Today, in between preparing lectures and despairing at my own lack of discipline, I keep googling "bento box japan" or "bento lunch recipe". I have ordered a Bento box from Ebay, and am waiting, exited, for it to arrive.

Bento is a way ot organise a meal so that it can easily be transported. Many societies put a lot of effort into bringing meals with them from home. The Japanese bento boxes are the modern, often very high-tech (it's japanese), but always beautiful answer to the problem of bringing food. In India they have people who live from fetching lunch boxes in people's homes, dropping them off at work, then picking them up and taking them home. In Norway, we have two slices of dark bread, one with white and one with brown cheese, wrapped in waxed paper and eaten with coffee, milk or water, the infamous Norwegian matpakke.

With my food-issues, I haven't had a regular matpakke for almost 8 years. I have been lunching on salads or left-overs from last night's dinner, contained in tupperware type containers and sometimes, when possible, heated quickly in the microwave. This is ok, and works well, but imagine my delight when I started looking up different types of lunch boxes, and found the bento-boxes. Not to mention the community around them and the recipes and ideas this community generates: I love it.

While I am not all that picky about food looking pretty, and I don't think I'll be arranging pink bunnies or create desserts that look like cherry blossoms, I am looking forwards to a simple and easy way to separate foods which should not be mixed, this way giving myself more options while keeping the packaging compact and in one unit. Also, the boxes are pretty!

Monday, March 02, 2009

It's at Amazon

Not yet in a mailbox near me, but I can see it on Amazon. What? Oh, just the book of books: Perceiving Play - the art and study of computer games.

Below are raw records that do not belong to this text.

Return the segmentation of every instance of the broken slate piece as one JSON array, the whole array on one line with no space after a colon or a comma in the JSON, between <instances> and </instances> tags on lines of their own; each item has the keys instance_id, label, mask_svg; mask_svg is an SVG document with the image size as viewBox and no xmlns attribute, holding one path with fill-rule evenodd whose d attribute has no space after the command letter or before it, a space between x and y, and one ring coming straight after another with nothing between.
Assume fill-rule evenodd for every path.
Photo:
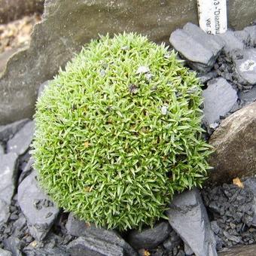
<instances>
[{"instance_id":1,"label":"broken slate piece","mask_svg":"<svg viewBox=\"0 0 256 256\"><path fill-rule=\"evenodd\" d=\"M28 175L19 185L18 203L26 220L31 235L42 240L53 225L59 209L41 190L35 172Z\"/></svg>"},{"instance_id":2,"label":"broken slate piece","mask_svg":"<svg viewBox=\"0 0 256 256\"><path fill-rule=\"evenodd\" d=\"M216 240L197 189L174 197L166 212L172 227L197 256L217 256Z\"/></svg>"},{"instance_id":3,"label":"broken slate piece","mask_svg":"<svg viewBox=\"0 0 256 256\"><path fill-rule=\"evenodd\" d=\"M133 230L128 235L128 242L136 249L151 249L163 242L172 231L166 221L157 224L153 228L147 228L142 232Z\"/></svg>"},{"instance_id":4,"label":"broken slate piece","mask_svg":"<svg viewBox=\"0 0 256 256\"><path fill-rule=\"evenodd\" d=\"M224 78L215 78L208 82L203 92L204 120L208 126L220 120L232 108L237 100L236 91Z\"/></svg>"},{"instance_id":5,"label":"broken slate piece","mask_svg":"<svg viewBox=\"0 0 256 256\"><path fill-rule=\"evenodd\" d=\"M18 132L29 119L23 119L7 125L0 126L0 141L7 142Z\"/></svg>"},{"instance_id":6,"label":"broken slate piece","mask_svg":"<svg viewBox=\"0 0 256 256\"><path fill-rule=\"evenodd\" d=\"M243 30L249 34L250 46L254 47L256 45L256 26L246 26Z\"/></svg>"},{"instance_id":7,"label":"broken slate piece","mask_svg":"<svg viewBox=\"0 0 256 256\"><path fill-rule=\"evenodd\" d=\"M8 152L15 152L19 155L25 154L32 142L34 134L35 123L26 123L20 130L10 139L7 144Z\"/></svg>"},{"instance_id":8,"label":"broken slate piece","mask_svg":"<svg viewBox=\"0 0 256 256\"><path fill-rule=\"evenodd\" d=\"M253 87L248 91L241 91L239 93L239 98L245 104L251 103L256 101L256 87Z\"/></svg>"},{"instance_id":9,"label":"broken slate piece","mask_svg":"<svg viewBox=\"0 0 256 256\"><path fill-rule=\"evenodd\" d=\"M13 256L10 251L6 251L0 248L0 255L1 256Z\"/></svg>"},{"instance_id":10,"label":"broken slate piece","mask_svg":"<svg viewBox=\"0 0 256 256\"><path fill-rule=\"evenodd\" d=\"M68 251L76 256L124 256L123 248L92 237L78 237L69 244Z\"/></svg>"},{"instance_id":11,"label":"broken slate piece","mask_svg":"<svg viewBox=\"0 0 256 256\"><path fill-rule=\"evenodd\" d=\"M137 252L114 230L96 227L93 224L86 223L69 214L66 224L67 233L75 236L96 237L123 248L126 255L137 255Z\"/></svg>"},{"instance_id":12,"label":"broken slate piece","mask_svg":"<svg viewBox=\"0 0 256 256\"><path fill-rule=\"evenodd\" d=\"M234 50L242 50L245 47L242 41L235 35L233 31L228 30L224 33L215 36L218 36L222 40L224 44L223 50L227 56Z\"/></svg>"},{"instance_id":13,"label":"broken slate piece","mask_svg":"<svg viewBox=\"0 0 256 256\"><path fill-rule=\"evenodd\" d=\"M205 33L192 23L174 31L169 41L192 68L203 73L213 67L224 47L218 38Z\"/></svg>"},{"instance_id":14,"label":"broken slate piece","mask_svg":"<svg viewBox=\"0 0 256 256\"><path fill-rule=\"evenodd\" d=\"M245 49L233 54L238 83L243 85L256 84L256 49Z\"/></svg>"},{"instance_id":15,"label":"broken slate piece","mask_svg":"<svg viewBox=\"0 0 256 256\"><path fill-rule=\"evenodd\" d=\"M9 206L4 200L0 199L0 227L7 222L9 216Z\"/></svg>"},{"instance_id":16,"label":"broken slate piece","mask_svg":"<svg viewBox=\"0 0 256 256\"><path fill-rule=\"evenodd\" d=\"M0 200L11 204L17 178L17 159L16 153L0 155Z\"/></svg>"}]
</instances>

It's with very mixed feelings that I see it for sale. I have put a lot of work into it, and so have the editors and everybody else who have been in touch with the process. Now it's out there, and it is pretty scary, because that means others can pick it up, read it and tell the world everything that's wrong with it.

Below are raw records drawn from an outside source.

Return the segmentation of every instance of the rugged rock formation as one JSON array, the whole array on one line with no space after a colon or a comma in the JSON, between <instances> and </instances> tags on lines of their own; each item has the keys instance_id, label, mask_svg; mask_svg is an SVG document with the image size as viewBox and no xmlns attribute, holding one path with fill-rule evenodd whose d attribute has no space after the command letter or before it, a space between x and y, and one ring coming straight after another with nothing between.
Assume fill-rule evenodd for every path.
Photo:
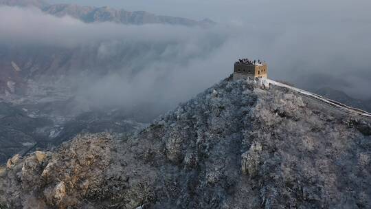
<instances>
[{"instance_id":1,"label":"rugged rock formation","mask_svg":"<svg viewBox=\"0 0 371 209\"><path fill-rule=\"evenodd\" d=\"M0 206L370 208L371 138L355 121L295 93L223 81L133 137L80 135L1 168Z\"/></svg>"}]
</instances>

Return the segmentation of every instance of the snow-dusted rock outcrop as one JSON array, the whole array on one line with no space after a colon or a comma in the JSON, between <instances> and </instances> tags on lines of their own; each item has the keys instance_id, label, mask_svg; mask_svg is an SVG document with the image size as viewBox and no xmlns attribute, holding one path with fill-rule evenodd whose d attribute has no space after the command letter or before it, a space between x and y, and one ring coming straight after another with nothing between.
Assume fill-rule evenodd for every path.
<instances>
[{"instance_id":1,"label":"snow-dusted rock outcrop","mask_svg":"<svg viewBox=\"0 0 371 209\"><path fill-rule=\"evenodd\" d=\"M0 206L368 208L360 123L295 92L223 81L134 136L79 135L1 168Z\"/></svg>"}]
</instances>

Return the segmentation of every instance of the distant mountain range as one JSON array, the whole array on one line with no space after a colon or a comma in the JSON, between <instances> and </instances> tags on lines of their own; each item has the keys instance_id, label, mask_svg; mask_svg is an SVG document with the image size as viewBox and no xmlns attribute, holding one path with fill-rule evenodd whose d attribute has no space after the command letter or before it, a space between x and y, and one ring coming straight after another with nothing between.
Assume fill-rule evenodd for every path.
<instances>
[{"instance_id":1,"label":"distant mountain range","mask_svg":"<svg viewBox=\"0 0 371 209\"><path fill-rule=\"evenodd\" d=\"M10 6L36 6L45 13L56 16L68 15L85 23L114 22L134 25L163 23L200 27L215 24L208 19L198 21L181 17L156 15L144 11L129 12L106 6L95 8L75 4L49 4L45 1L39 0L0 0L1 4Z\"/></svg>"}]
</instances>

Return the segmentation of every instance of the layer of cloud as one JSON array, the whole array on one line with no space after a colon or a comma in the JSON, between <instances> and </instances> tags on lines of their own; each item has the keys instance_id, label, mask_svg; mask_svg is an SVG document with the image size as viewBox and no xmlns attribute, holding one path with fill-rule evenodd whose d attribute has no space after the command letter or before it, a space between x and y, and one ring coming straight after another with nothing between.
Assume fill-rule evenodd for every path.
<instances>
[{"instance_id":1,"label":"layer of cloud","mask_svg":"<svg viewBox=\"0 0 371 209\"><path fill-rule=\"evenodd\" d=\"M237 20L201 29L87 24L36 9L1 7L0 44L91 46L99 58L115 58L114 67L107 66L109 73L78 82L80 95L96 104L172 106L229 76L240 57L265 59L271 78L300 87L332 86L353 96L370 97L370 23L301 19L289 24Z\"/></svg>"}]
</instances>

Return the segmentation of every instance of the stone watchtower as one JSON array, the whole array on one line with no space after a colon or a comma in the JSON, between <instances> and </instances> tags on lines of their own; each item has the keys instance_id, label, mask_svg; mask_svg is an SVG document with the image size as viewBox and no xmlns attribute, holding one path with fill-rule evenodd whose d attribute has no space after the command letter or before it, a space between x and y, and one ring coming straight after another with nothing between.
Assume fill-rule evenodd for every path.
<instances>
[{"instance_id":1,"label":"stone watchtower","mask_svg":"<svg viewBox=\"0 0 371 209\"><path fill-rule=\"evenodd\" d=\"M233 80L239 79L248 79L254 80L256 78L267 78L268 75L268 67L267 63L249 59L240 59L234 63L234 71Z\"/></svg>"}]
</instances>

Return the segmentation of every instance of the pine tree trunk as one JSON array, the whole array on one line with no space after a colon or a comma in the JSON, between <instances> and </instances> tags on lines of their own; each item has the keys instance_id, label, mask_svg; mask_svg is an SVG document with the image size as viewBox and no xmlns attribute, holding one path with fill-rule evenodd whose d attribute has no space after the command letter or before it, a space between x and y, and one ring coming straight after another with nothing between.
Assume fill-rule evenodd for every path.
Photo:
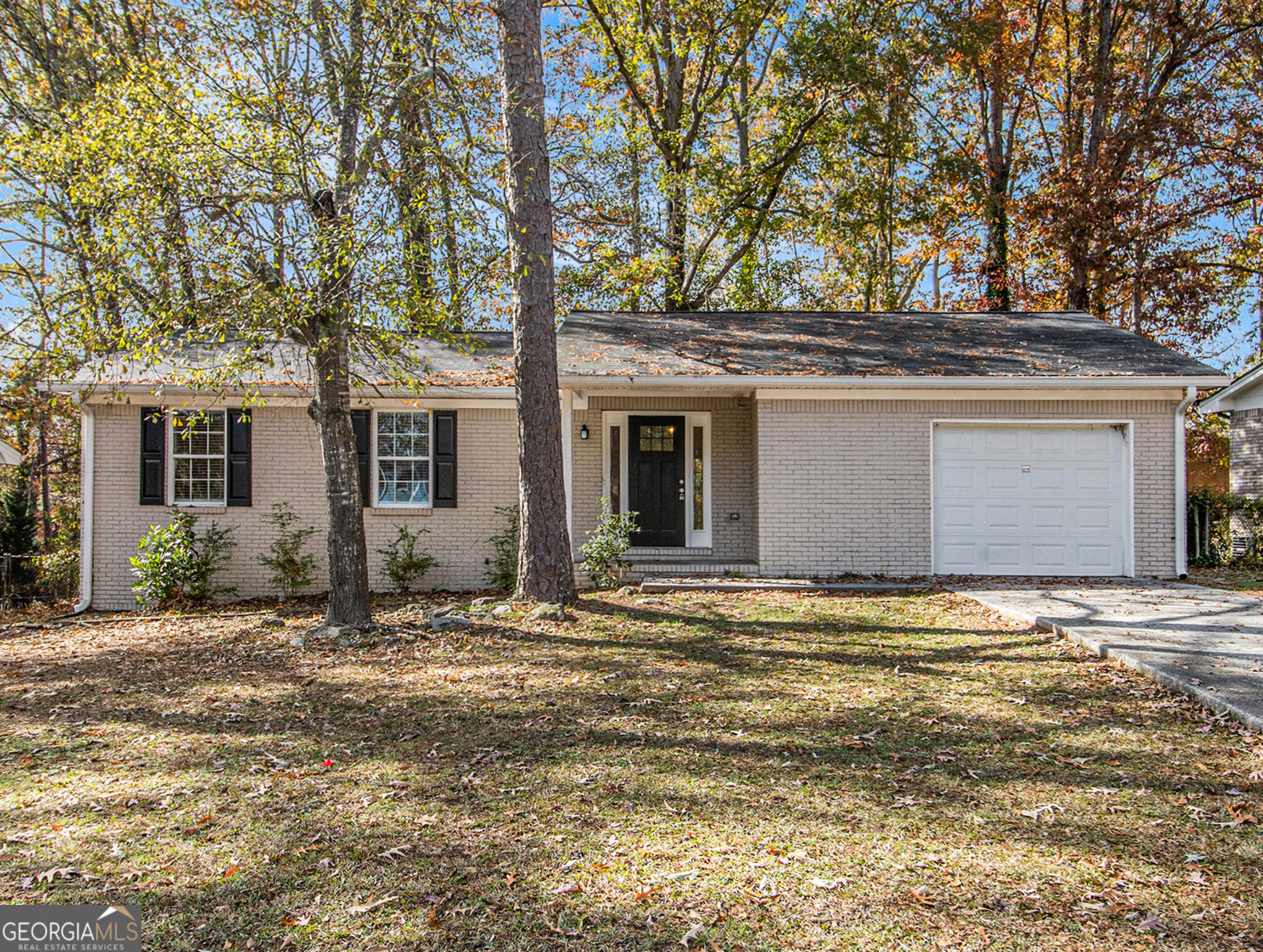
<instances>
[{"instance_id":1,"label":"pine tree trunk","mask_svg":"<svg viewBox=\"0 0 1263 952\"><path fill-rule=\"evenodd\" d=\"M513 369L518 384L522 505L518 591L527 598L568 604L575 601L575 571L566 525L557 396L552 189L544 131L541 0L501 0L496 14L509 162Z\"/></svg>"},{"instance_id":2,"label":"pine tree trunk","mask_svg":"<svg viewBox=\"0 0 1263 952\"><path fill-rule=\"evenodd\" d=\"M328 610L326 625L373 622L369 605L369 549L364 539L360 466L351 429L349 346L345 332L317 346L316 399L307 413L320 431L328 499Z\"/></svg>"}]
</instances>

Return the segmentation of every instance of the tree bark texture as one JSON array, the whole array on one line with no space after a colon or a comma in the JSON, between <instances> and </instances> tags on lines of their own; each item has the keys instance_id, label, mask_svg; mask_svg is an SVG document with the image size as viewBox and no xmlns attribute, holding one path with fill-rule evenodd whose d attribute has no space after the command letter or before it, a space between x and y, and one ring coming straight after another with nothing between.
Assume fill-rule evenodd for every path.
<instances>
[{"instance_id":1,"label":"tree bark texture","mask_svg":"<svg viewBox=\"0 0 1263 952\"><path fill-rule=\"evenodd\" d=\"M368 625L373 621L369 605L369 547L364 538L364 504L360 496L360 466L351 429L351 386L346 355L350 347L345 330L335 332L342 340L317 345L316 399L308 414L320 432L325 461L325 487L328 499L328 610L326 625Z\"/></svg>"},{"instance_id":2,"label":"tree bark texture","mask_svg":"<svg viewBox=\"0 0 1263 952\"><path fill-rule=\"evenodd\" d=\"M541 0L501 0L500 74L508 155L509 258L513 269L513 369L518 385L518 489L522 539L518 591L543 602L575 601L566 518L552 189L544 130Z\"/></svg>"}]
</instances>

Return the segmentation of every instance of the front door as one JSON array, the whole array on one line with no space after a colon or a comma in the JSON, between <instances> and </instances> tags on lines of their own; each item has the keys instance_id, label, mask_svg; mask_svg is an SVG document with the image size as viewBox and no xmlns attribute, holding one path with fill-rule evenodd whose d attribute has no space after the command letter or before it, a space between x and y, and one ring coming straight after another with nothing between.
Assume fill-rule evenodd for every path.
<instances>
[{"instance_id":1,"label":"front door","mask_svg":"<svg viewBox=\"0 0 1263 952\"><path fill-rule=\"evenodd\" d=\"M628 418L628 510L633 545L685 544L685 418Z\"/></svg>"}]
</instances>

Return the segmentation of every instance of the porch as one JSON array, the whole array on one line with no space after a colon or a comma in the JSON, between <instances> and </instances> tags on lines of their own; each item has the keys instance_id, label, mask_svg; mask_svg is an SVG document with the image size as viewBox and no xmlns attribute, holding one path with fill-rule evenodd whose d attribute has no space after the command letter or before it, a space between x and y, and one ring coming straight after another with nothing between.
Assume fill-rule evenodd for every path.
<instances>
[{"instance_id":1,"label":"porch","mask_svg":"<svg viewBox=\"0 0 1263 952\"><path fill-rule=\"evenodd\" d=\"M571 539L575 561L601 514L634 511L642 532L628 580L757 574L754 400L748 394L571 399ZM563 422L566 420L563 412Z\"/></svg>"}]
</instances>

And I know it's not perfect. It's just the best I could do at the time, within the limitations I had given it. I think it should work pretty well to make people see that research on games is a lot more than researching violence and addiction (which does not happen in the proportions one might think from the media.) It should also be a fair enough place to start when you want to find other research on games. And perhaps it has an interesting thought or two. I hope.

But I am still pretty proud of it!

A better place to learn about the book may be a Peter Lang's website, where you will also find links to many of the other interesting books in the same series.